LE PROVENÇAL (NIMES) — Les comédiens de l'Etoile... conjonction de l'art, de la jeunesse et du talent !

 

      NOËL 1950. Donna, Pierre, Roger et Marc fondent à Vevey l'équipe des Compagnons de l'Etoile. Ils trouvent dans le Midi une terre d'élection et fixent leur centre à Combas, petit village du Gard, proche de Nîmes. Plus tard, Valia et Philippe se joignent à la compagnie.

      Véritables troubadours de notre temps, les Compagnons de l'Etoile vont de villes en villages pour y jouer la comédie et, selon l'expression de Molière lui-même, divertir les honnestes gens. Ils donnent des représentations n'importe où : sur une place publique, dans un café, dans une salle de quartier ou un hôpital, sur la scène d'un luxueux cinéma ou d'un théâtre de province et devant les publics les plus divers. Puis ils étendent leur champ d'action, font des tournées en Suisse, en Belgique et en Hollande où, par deux fois, ils ont le très grand honneur de jouer devant S. A. R. la Reine Wilhelmine. En quatre ans ils donnent plus de 800 représentations.

      A leur répertoire, des variétés, des jeux dramatiques, des pantomimes, des poèmes et des complaintes présentés dans un style dépouillé et sobre.
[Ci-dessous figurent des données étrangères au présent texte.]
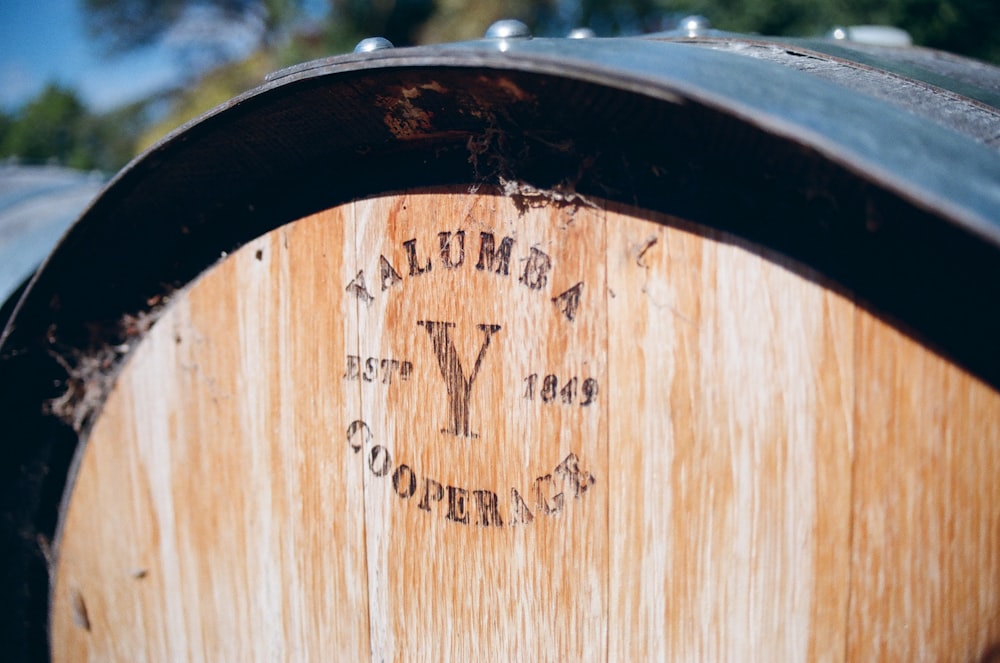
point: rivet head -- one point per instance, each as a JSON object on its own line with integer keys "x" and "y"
{"x": 373, "y": 44}
{"x": 508, "y": 28}
{"x": 694, "y": 26}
Entre leurs tournées ils rentrent à Combas où ils montent leurs spectacles, confectionnent costumes et accessoires, brossent leurs décors et se préparent ensemble à reprendre la route.

      Leur but ? Œuvrer, selon le vœu profond de Léon Chancerel, pour le renouveau d'un art dramatique de qualité, non seulement dans les grandes villes, mais jusque dans les plus petits villages, à l'école comme à l'usine et dans toutes les cellules de la vie nationale soucieuses de noblement employer leurs loisirs et de s'élever spirituellement. Distraire intelligemment, proprement, apporter a tous une bouffée de joie, un moment de détente, l'occasion de rire sans arrière-pensée, de se dérouiller l'esprit à l'audition de morceaux connus ou nouveaux, d'être ému, exalté ou conduit même, parfois, à une salutaire réflexion.